En 1730, un jeune prince, recroquevillé dans une cellule obscure, attendait le lever du soleil. En 1760, il serait le commandant le plus redouté de toute l'Europe.
Mais avant d'être roi, il était un fils brisé, vivant sous le joug d'un tyran religieux. Son père, le Roi Soldat, haïssait la musique, la poésie et la philosophie.
Frédéric le Grand était un homme différent. Il aimait la flûte et les livres français, ce que son père considérait comme un signe de faiblesse et de rébellion.
Pour briser le garçon, son père le força à assister, depuis une fenêtre, à la décapitation de son meilleur ami. Ce traumatisme le marqua à jamais.
Il apprit que le monde était indifférent aux sentiments. Il apprit que survivre exigeait du fer et du sang.
Lorsqu'il monta sur le trône en 1740, il n'attendit aucune permission. Il envahit la Silésie et stupéfia le monde par sa rapidité.
Mais sa plus grande épreuve survint pendant la guerre de Sept Ans. C'était la Prusse contre le reste du monde.

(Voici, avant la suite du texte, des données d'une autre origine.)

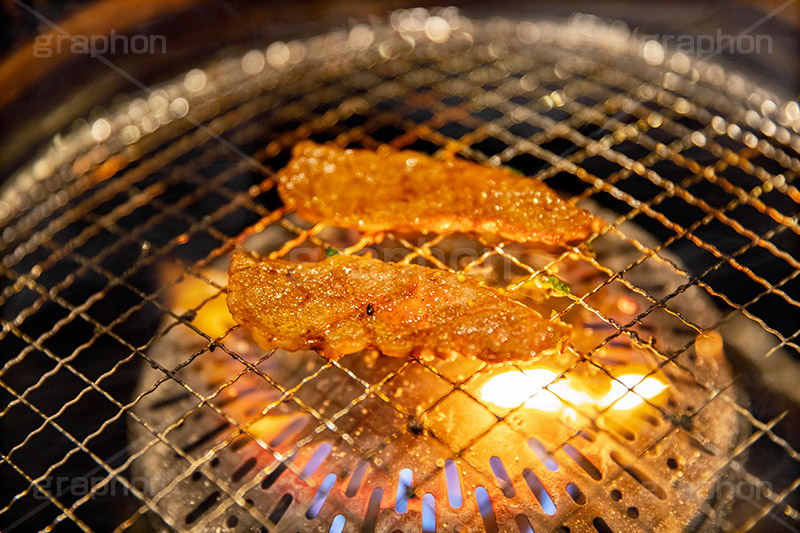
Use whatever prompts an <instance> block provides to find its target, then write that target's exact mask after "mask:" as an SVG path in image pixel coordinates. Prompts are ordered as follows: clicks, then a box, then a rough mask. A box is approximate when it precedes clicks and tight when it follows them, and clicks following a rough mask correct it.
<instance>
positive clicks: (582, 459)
mask: <svg viewBox="0 0 800 533" xmlns="http://www.w3.org/2000/svg"><path fill="white" fill-rule="evenodd" d="M564 453H566V454H567V455H569V457H570V459H572V460H573V461H575V464H577V465H578V466H580V467H581V468H582V469H583V471H584V472H586V473H587V474H589V476H590V477H591V478H592V479H594V480H595V481H600V480H601V479H603V474H601V473H600V471H599V470H598V469H597V467H596V466H594V465H593V464H592V462H591V461H589V459H587V458H586V456H585V455H583V454H582V453H581V452H580V451H579V450H578V449H577V448H576V447H574V446H573V445H571V444H565V445H564Z"/></svg>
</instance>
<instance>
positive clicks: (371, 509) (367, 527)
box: [361, 488, 383, 533]
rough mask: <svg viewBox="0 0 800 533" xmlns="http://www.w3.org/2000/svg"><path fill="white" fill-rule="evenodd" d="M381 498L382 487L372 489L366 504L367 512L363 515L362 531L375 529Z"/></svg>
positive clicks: (371, 530) (377, 517)
mask: <svg viewBox="0 0 800 533" xmlns="http://www.w3.org/2000/svg"><path fill="white" fill-rule="evenodd" d="M382 498H383V490H382V489H379V488H375V489H373V490H372V495H371V496H370V497H369V503H368V504H367V514H365V515H364V524H363V525H362V526H361V531H362V532H365V533H366V532H371V531H375V524H377V523H378V511H380V510H381V499H382Z"/></svg>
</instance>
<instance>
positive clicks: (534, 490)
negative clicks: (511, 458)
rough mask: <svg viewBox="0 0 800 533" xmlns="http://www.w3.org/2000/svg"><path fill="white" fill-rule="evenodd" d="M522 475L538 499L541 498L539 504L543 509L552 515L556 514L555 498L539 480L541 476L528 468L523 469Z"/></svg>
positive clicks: (529, 486)
mask: <svg viewBox="0 0 800 533" xmlns="http://www.w3.org/2000/svg"><path fill="white" fill-rule="evenodd" d="M522 477H524V478H525V481H526V482H527V483H528V487H530V489H531V492H532V493H533V495H534V496H536V499H537V500H539V505H541V506H542V511H544V513H545V514H548V515H550V516H552V515H554V514H556V504H555V503H553V498H551V497H550V494H548V492H547V490H545V488H544V485H542V482H541V480H539V476H537V475H536V474H534V473H533V471H531V470H529V469H527V468H526V469H525V470H523V471H522Z"/></svg>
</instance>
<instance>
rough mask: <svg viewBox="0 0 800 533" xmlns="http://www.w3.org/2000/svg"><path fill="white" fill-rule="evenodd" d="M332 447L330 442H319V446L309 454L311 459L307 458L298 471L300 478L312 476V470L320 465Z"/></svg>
mask: <svg viewBox="0 0 800 533" xmlns="http://www.w3.org/2000/svg"><path fill="white" fill-rule="evenodd" d="M332 449H333V446H332V445H331V443H330V442H326V443H324V444H321V445H320V447H319V448H317V449H316V450H315V451H314V455H312V456H311V459H309V460H308V462H307V463H306V466H305V467H304V468H303V470H302V471H301V472H300V479H303V480H305V479H308V478H310V477H311V476H313V475H314V472H316V471H317V469H318V468H319V467H320V465H321V464H322V461H324V460H325V459H326V458H327V457H328V454H330V453H331V450H332Z"/></svg>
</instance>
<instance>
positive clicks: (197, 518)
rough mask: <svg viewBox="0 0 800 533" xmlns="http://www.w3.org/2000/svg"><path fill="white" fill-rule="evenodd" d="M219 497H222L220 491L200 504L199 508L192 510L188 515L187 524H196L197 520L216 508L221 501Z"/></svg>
mask: <svg viewBox="0 0 800 533" xmlns="http://www.w3.org/2000/svg"><path fill="white" fill-rule="evenodd" d="M219 496H220V493H219V491H216V492H212V493H211V494H210V495H209V496H208V497H207V498H206V499H205V500H203V501H202V502H200V504H199V505H198V506H197V507H195V508H194V509H192V510H191V511H190V512H189V514H187V515H186V523H187V524H193V523H195V522H196V521H197V519H198V518H200V517H201V516H203V514H204V513H205V512H207V511H209V510H211V508H212V507H214V506H215V505H216V504H217V502H218V501H219Z"/></svg>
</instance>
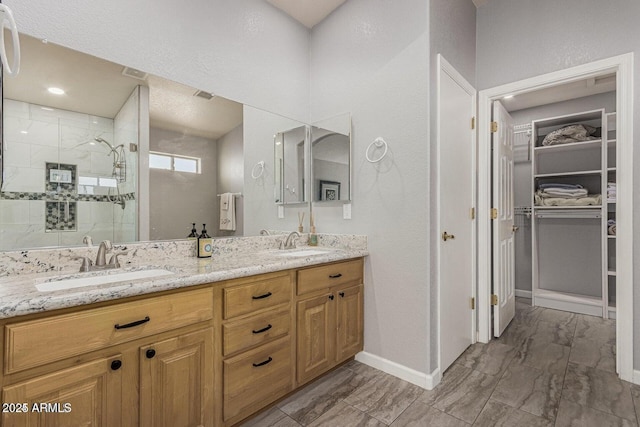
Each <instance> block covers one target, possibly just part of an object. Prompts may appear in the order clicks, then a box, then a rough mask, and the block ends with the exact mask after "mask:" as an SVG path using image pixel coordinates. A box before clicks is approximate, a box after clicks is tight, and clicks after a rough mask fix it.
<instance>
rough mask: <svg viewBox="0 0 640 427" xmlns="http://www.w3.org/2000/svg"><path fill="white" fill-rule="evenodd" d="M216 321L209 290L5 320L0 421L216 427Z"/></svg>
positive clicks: (41, 423) (54, 423)
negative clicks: (215, 405) (214, 331)
mask: <svg viewBox="0 0 640 427" xmlns="http://www.w3.org/2000/svg"><path fill="white" fill-rule="evenodd" d="M212 319H213V290H212V289H211V288H203V289H197V290H189V291H183V292H178V293H174V294H168V295H163V296H154V297H149V298H145V299H138V300H137V301H131V302H122V303H116V304H113V305H110V306H105V307H99V308H87V309H81V310H78V311H75V312H72V313H66V314H59V315H49V316H48V317H38V318H35V319H32V320H26V321H19V322H13V323H11V322H9V323H7V324H6V325H4V337H5V339H4V363H3V366H4V371H3V377H2V399H3V404H26V405H27V408H28V411H27V413H14V411H10V412H5V413H3V424H2V425H3V426H39V425H42V426H71V425H74V426H75V425H91V426H105V427H109V426H116V425H123V426H129V425H131V426H138V425H140V426H147V425H148V426H152V425H153V426H172V427H176V426H183V427H189V426H194V427H195V426H213V425H214V424H213V419H214V417H213V411H214V406H215V403H214V399H213V396H214V394H213V383H214V378H213V366H214V364H213V325H212ZM82 340H84V346H83V343H82V342H81V341H82ZM83 349H84V351H83ZM33 405H36V406H35V407H34V406H33ZM40 405H44V406H43V407H42V409H43V410H42V411H41V412H36V411H35V410H34V408H36V409H39V408H40Z"/></svg>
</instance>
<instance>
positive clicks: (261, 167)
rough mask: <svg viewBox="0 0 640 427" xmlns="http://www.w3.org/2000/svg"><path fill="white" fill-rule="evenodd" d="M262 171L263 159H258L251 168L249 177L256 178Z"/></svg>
mask: <svg viewBox="0 0 640 427" xmlns="http://www.w3.org/2000/svg"><path fill="white" fill-rule="evenodd" d="M263 173H264V160H260V161H259V162H258V163H256V164H255V165H253V168H251V178H253V179H258V178H260V177H261V176H262V174H263Z"/></svg>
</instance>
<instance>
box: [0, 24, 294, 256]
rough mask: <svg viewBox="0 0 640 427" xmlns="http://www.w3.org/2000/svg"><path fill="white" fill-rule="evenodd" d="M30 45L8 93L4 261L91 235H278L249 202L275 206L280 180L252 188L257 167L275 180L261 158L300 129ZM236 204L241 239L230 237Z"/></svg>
mask: <svg viewBox="0 0 640 427" xmlns="http://www.w3.org/2000/svg"><path fill="white" fill-rule="evenodd" d="M20 42H21V47H22V49H21V51H22V52H21V53H22V67H21V72H20V74H19V75H18V76H17V77H6V78H5V79H4V81H3V112H2V113H3V124H4V129H3V147H2V148H3V151H2V163H3V168H2V187H1V188H0V250H16V249H26V248H38V247H55V246H70V245H81V244H83V238H84V236H87V235H88V236H91V237H92V239H93V241H94V242H98V241H100V240H104V239H108V240H112V241H114V242H116V243H126V242H133V241H137V240H159V239H162V240H164V239H176V238H185V237H186V236H187V235H188V234H189V232H190V230H191V223H194V222H195V223H196V227H197V229H198V231H200V229H201V228H202V224H203V223H206V224H207V230H208V231H209V234H211V235H213V236H242V235H250V234H257V232H258V231H259V228H261V226H271V227H272V228H273V227H274V224H273V223H269V221H268V220H267V219H266V218H267V217H269V218H270V217H271V216H273V217H274V218H275V212H273V211H271V212H268V213H267V212H265V211H264V210H263V209H262V207H263V206H264V203H263V202H262V201H261V200H260V199H255V200H254V199H252V200H251V207H250V209H249V210H247V209H245V206H244V204H245V203H244V195H245V191H249V192H252V191H253V193H254V194H257V195H258V196H262V194H263V193H264V194H270V195H273V180H272V178H271V180H265V177H264V176H262V177H260V178H259V179H250V180H249V181H247V174H250V173H251V172H250V171H249V170H247V167H246V164H249V167H248V169H251V165H252V164H253V163H256V162H257V160H268V164H267V165H266V166H263V171H264V172H265V176H266V175H268V174H271V173H273V169H272V165H271V164H270V162H271V158H266V156H262V155H260V156H261V158H259V159H253V158H252V157H251V155H257V154H256V153H258V152H260V150H261V148H259V147H262V146H264V147H265V151H267V150H268V151H270V150H271V146H272V145H271V144H272V143H273V140H272V139H271V137H272V135H273V134H274V133H275V132H276V131H277V129H281V128H282V126H283V123H285V126H286V123H290V122H291V123H296V122H295V121H293V120H290V119H286V118H283V117H281V116H278V115H275V114H272V113H268V112H264V111H261V110H259V109H254V108H250V107H249V110H247V107H245V106H243V105H242V104H239V103H237V102H234V101H231V100H228V99H224V98H221V97H219V96H215V95H214V94H211V93H207V92H203V91H199V90H195V89H194V88H190V87H187V86H184V85H181V84H178V83H175V82H170V81H167V80H165V79H162V78H159V77H156V76H152V75H147V74H145V73H143V72H140V71H138V70H134V69H131V68H128V67H124V66H122V65H118V64H114V63H111V62H109V61H105V60H102V59H100V58H95V57H92V56H90V55H86V54H83V53H79V52H76V51H73V50H70V49H67V48H64V47H61V46H58V45H55V44H52V43H46V42H43V41H42V40H40V39H36V38H33V37H30V36H27V35H21V38H20ZM55 88H57V89H60V90H61V91H60V90H56V89H55ZM56 92H57V93H56ZM247 111H249V112H250V113H251V117H252V118H253V119H254V122H255V123H256V125H255V126H254V127H252V128H250V129H249V130H248V131H247V130H246V129H245V127H244V126H243V125H246V123H244V122H245V119H246V117H244V116H245V115H246V114H247ZM300 125H302V124H301V123H298V126H300ZM293 127H295V126H293ZM245 133H249V134H250V135H248V138H249V139H250V140H251V141H252V142H251V143H252V144H255V145H253V146H251V149H250V153H249V152H247V153H245V150H246V144H245V138H246V137H247V136H246V135H244V134H245ZM265 135H268V136H265ZM262 140H263V141H262ZM247 154H249V160H248V161H249V162H251V163H246V162H247ZM263 165H264V163H263ZM247 182H249V183H250V187H251V188H248V189H247V188H246V186H247ZM267 182H268V183H267ZM296 185H298V184H296ZM225 193H231V194H232V195H233V200H234V201H235V205H234V209H235V214H236V215H235V219H236V221H235V223H234V225H233V227H232V229H224V227H221V226H220V224H221V221H220V215H221V209H220V195H223V194H225ZM270 197H271V196H269V199H270ZM271 200H272V199H271ZM247 224H250V226H249V227H247ZM263 224H264V225H263ZM287 227H288V225H286V226H285V225H283V228H287Z"/></svg>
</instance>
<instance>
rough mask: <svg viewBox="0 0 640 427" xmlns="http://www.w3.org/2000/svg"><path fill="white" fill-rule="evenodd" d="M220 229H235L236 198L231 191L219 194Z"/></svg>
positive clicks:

La France, l'Autriche et la Russie se rapprochaient de lui simultanément. À la bataille de Leuthen, il était en infériorité numérique de trois contre un.
Il aperçut leurs lignes. Il vit leurs canons. Il perçut leur arrogance.
Par une manœuvre brillante, il trompa toute l'armée autrichienne. Il frappa leur flanc avec une force implacable et remporta une victoire qui semblait impossible.
Il transforma l'armée prussienne en une machine infatigable. Il bâtit une nation à partir de sable et de discipline.
Pourtant, malgré toute sa gloire, il était un homme solitaire. Il passait ses nuits dans un palais nommé Sanssouci, qui signifie « sans souci ».
Il comprit son devoir. Il comprit son destin. Il comprit son héritage.
Il abolit la torture et invita les déplacés à s'installer sur son territoire. Il devint l'architecte d'une superpuissance qui finirait par dominer le continent.
Aujourd'hui encore, les tactiques militaires qu'il a perfectionnées sont étudiées dans toutes les académies du monde.
Il était le serviteur de l'État devenu son plus grand maître.
Frédéric le Grand vécut dans une profonde solitude malgré sa renommée. Il choisit d'être enterré sur la terrasse des vignes de son palais de Sanssouci, dans une tombe simple.
Il laissa des instructions strictes : être enterré de nuit, sans cérémonie ni faste religieux. Il préférait la compagnie de ses lévriers italiens bien-aimés à celle des politiciens berlinois.
Durant ses dernières années, il se promenait seul dans les jardins, parlant souvent à ses chiens comme s'ils étaient ses seuls véritables amis.
La cruauté de son père avait fait de lui un génie sur le champ de bataille, mais l'avait rendu incapable de trouver la paix dans la chapelle.
Il mourut dans son fauteuil en 1786, laissant derrière lui un royaume et une réputation qui allaient hanter l'Europe pendant des siècles.
Sa tombe demeure aujourd'hui un lieu de pèlerinage, souvent recouverte de pommes de terre en hommage à son œuvre de solidarité envers les pauvres.